On the importance of self-care
I started this blog to share knowledge I have gained in the course of my own (and my clients’) journey toward health, happiness and a healthy weight. And perhaps the most valuable piece of advice I can offer is this: it is more important to take care of yourself than anything else you might do in your lifetime.
We women often find ourselves in roles where we take care of other people selflessly for years on end. I myself have a 1-year-old son who is the center of my universe, and to say that he is still in the high-maintenance years is an understatement (as evidenced by the dark circles under my eyes from last night’s wakefulness due to his teething). :) And I’m married to a wonderful man, my best friend, and I do what I can every day to support him however I can.
But there’s a reason why parents flying with children are told to put their own oxygen masks on first: if we’re not breathing, we’re not able to care for anyone else as well either. If we’re not well ourselves, we aren’t capable of being all that we can be elsewhere in our lives.
The same is true whether we’re talking about the foods we eat, how often we move our bodies (i.e., workouts and other activities that tax the body and ultimately make it much stronger), or whether we take the time out of our incredibly busy lives to do things that are good for us individually. By that, I mean anything from taking a long, hot bath at the end of a stressful day to taking the time to write in a journal about the day’s events to really any specific thing that is just for us, just for YOU and no one else.
Back in the days when I was a sick person — what I laughingly refer to now as my former life, which really was just the life I thought was normal until I changed my health by changing my diet and activity level — I went through a period of time once where I literally got sick with something new pretty much every week for nearly a year.
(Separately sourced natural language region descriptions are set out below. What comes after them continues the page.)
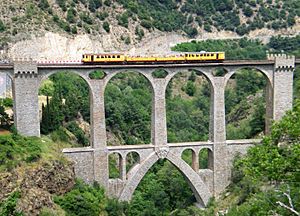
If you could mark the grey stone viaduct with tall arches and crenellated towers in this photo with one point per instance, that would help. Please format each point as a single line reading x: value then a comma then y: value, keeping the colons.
x: 91, y: 163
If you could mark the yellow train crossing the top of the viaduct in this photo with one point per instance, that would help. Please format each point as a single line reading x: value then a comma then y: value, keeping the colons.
x: 109, y: 58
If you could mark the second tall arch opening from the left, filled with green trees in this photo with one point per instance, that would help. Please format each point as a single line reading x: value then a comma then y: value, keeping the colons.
x: 128, y: 97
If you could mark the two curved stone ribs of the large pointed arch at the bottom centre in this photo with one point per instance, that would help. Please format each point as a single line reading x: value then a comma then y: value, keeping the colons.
x: 200, y: 190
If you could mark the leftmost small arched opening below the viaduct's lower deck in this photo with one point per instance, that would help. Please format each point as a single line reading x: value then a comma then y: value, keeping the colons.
x: 115, y: 165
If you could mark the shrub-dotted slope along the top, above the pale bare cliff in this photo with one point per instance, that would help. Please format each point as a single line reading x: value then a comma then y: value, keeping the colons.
x: 96, y: 16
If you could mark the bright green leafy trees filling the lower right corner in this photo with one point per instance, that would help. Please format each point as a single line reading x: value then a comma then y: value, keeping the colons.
x: 270, y: 173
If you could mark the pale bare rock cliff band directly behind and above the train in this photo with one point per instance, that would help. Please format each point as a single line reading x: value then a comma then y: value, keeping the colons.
x: 55, y: 46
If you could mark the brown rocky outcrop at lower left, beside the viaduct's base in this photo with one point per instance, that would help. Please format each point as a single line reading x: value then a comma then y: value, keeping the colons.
x: 37, y: 184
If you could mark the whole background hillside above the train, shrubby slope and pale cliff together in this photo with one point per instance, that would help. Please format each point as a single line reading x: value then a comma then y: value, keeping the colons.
x: 56, y: 29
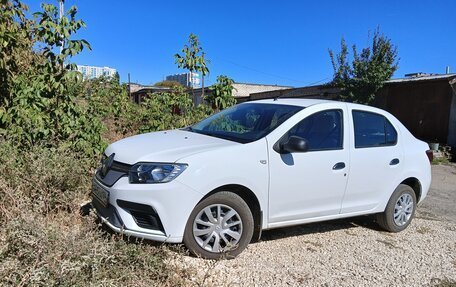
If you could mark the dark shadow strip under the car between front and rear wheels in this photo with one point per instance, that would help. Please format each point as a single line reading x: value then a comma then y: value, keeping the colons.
x: 366, y: 221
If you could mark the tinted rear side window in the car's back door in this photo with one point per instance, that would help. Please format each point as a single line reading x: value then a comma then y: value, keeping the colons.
x: 372, y: 130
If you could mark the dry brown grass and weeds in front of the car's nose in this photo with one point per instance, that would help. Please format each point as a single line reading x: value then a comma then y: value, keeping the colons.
x: 45, y: 242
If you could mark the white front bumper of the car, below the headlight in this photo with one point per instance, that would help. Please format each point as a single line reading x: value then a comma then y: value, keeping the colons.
x: 171, y: 202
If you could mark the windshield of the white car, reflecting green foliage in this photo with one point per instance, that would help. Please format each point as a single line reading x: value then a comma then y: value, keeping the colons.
x: 245, y: 123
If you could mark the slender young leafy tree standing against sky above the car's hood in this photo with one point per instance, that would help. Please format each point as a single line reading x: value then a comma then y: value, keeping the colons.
x: 192, y: 58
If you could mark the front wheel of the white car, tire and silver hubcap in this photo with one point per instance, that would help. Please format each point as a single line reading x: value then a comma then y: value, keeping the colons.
x: 210, y: 234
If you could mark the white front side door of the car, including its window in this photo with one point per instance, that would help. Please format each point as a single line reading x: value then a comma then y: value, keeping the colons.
x: 310, y: 184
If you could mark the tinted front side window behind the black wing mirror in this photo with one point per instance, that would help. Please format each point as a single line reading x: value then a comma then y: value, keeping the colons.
x: 322, y: 130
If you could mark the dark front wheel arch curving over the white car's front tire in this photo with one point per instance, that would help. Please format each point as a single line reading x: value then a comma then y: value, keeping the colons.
x: 252, y: 201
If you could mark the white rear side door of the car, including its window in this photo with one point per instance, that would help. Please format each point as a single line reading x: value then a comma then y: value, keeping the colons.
x: 376, y: 157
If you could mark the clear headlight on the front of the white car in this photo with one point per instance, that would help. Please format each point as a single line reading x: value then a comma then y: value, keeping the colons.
x: 155, y: 172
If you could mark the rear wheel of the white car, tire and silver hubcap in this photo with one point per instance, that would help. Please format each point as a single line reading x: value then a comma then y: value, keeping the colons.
x: 399, y: 211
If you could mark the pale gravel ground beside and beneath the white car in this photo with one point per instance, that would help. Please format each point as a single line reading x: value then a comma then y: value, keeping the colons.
x: 350, y: 252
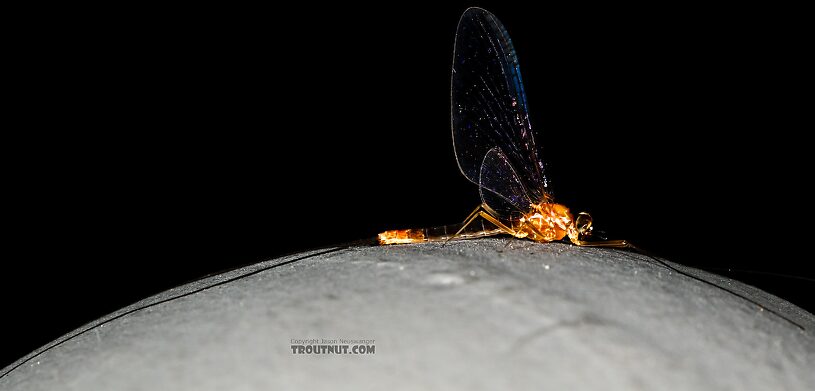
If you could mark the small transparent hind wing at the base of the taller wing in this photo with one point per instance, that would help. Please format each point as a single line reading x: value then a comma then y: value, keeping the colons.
x: 500, y: 186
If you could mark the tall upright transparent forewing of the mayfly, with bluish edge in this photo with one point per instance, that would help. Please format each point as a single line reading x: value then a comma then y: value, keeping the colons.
x: 489, y: 106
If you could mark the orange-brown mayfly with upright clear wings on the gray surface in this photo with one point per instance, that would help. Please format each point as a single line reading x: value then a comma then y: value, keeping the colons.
x: 495, y: 148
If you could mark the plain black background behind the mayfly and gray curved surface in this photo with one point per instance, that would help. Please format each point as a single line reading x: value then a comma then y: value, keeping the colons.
x: 160, y: 145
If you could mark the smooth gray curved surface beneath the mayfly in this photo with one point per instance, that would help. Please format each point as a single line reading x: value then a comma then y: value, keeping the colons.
x: 482, y: 314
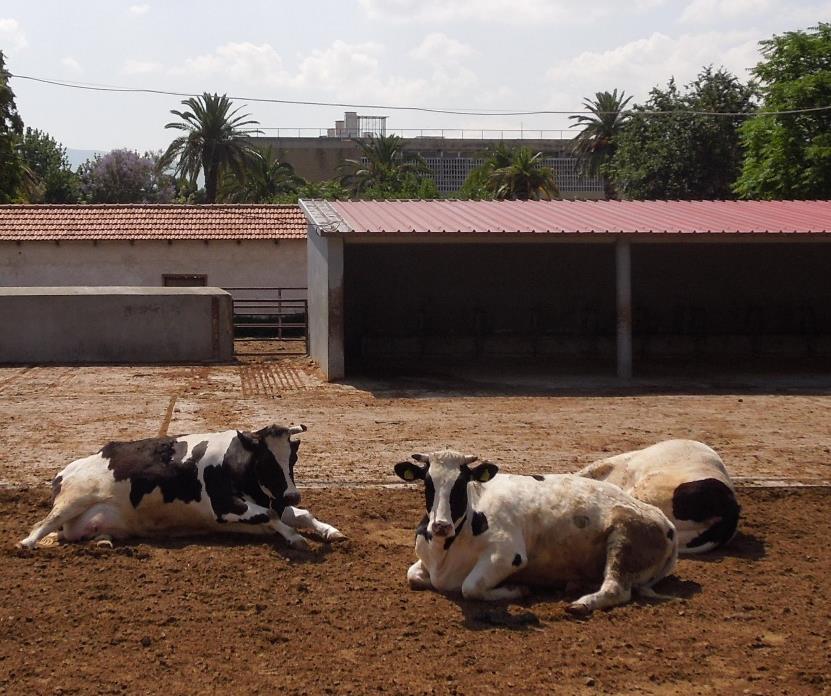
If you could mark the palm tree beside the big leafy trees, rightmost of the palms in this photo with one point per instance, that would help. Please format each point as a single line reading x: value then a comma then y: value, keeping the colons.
x: 595, y: 144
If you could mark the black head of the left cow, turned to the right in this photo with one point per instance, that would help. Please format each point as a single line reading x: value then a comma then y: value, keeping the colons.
x: 274, y: 455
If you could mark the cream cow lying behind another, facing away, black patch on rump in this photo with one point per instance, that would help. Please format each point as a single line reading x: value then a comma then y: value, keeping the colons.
x: 687, y: 480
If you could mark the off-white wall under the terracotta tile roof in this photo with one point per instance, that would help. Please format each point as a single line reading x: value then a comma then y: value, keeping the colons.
x: 248, y: 263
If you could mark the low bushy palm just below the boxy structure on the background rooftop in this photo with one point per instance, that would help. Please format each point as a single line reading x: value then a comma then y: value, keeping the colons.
x: 383, y: 166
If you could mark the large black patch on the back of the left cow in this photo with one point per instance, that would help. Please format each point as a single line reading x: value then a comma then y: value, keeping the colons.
x: 157, y: 463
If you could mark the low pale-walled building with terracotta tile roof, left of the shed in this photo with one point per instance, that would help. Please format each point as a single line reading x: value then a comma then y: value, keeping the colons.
x: 227, y: 246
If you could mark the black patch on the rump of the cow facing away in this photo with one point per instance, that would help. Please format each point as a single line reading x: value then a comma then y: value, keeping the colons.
x: 704, y: 500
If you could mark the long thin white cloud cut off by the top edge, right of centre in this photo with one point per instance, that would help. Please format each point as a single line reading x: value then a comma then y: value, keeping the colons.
x: 500, y: 11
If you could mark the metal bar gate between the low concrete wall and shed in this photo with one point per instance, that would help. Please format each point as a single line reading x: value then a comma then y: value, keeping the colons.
x: 264, y: 314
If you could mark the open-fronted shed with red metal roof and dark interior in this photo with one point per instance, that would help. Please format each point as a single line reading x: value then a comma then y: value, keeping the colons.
x: 607, y: 282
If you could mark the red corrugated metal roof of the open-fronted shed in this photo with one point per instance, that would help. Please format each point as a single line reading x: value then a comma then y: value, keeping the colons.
x: 577, y: 217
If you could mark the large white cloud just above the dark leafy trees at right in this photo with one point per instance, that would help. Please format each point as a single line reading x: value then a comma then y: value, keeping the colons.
x: 639, y: 65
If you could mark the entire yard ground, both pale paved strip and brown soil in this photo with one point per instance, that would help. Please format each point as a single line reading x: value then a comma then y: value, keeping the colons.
x: 216, y: 615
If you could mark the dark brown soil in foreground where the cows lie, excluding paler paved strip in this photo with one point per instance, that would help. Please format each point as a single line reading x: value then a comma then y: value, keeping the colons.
x: 217, y: 615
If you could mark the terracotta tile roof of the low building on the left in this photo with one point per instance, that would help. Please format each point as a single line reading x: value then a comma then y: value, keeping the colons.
x: 144, y: 222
My doctor at the time tried very hard to help me (and sadly didn’t get very far, for it was my diet that was the biggest culprit in my health woes), and one thing in particular that he said stuck with me.
“Jennifer,” he said. “The body is like a battery. You can’t just keep taking and taking energy from it without stopping now and then to recharge it.”
That was the first time in my life when I started understanding that *I* had to give back to my own body in order to have a chance to get well. Likewise, in a stressful life (and who among us has no stress in their lives?), not only do we have to nurture our bodies, but also our souls.
On this late Friday night as I wrap this up, let me ask you this: What do you do on a regular basis to take care of yourself? Do you generally eat healthfully? Do you work out routinely? Do you take time to be with your friends/spouse/kids/significant other/family even when you’re at your busiest? Do you take time away from those people to give back to yourself? Do you take the time to feel simple pleasures on a regular basis, uninterrupted by day-to-day “busyness”?
If not, I highly recommend brainstorming a couple simple things you could do starting today. And when I say simple, I mean simple. Choose something that seems manageable today or tomorrow, and make it happen. If you enjoy it, schedule it again in another couple days, or at a minimum once a week. Small changes add up.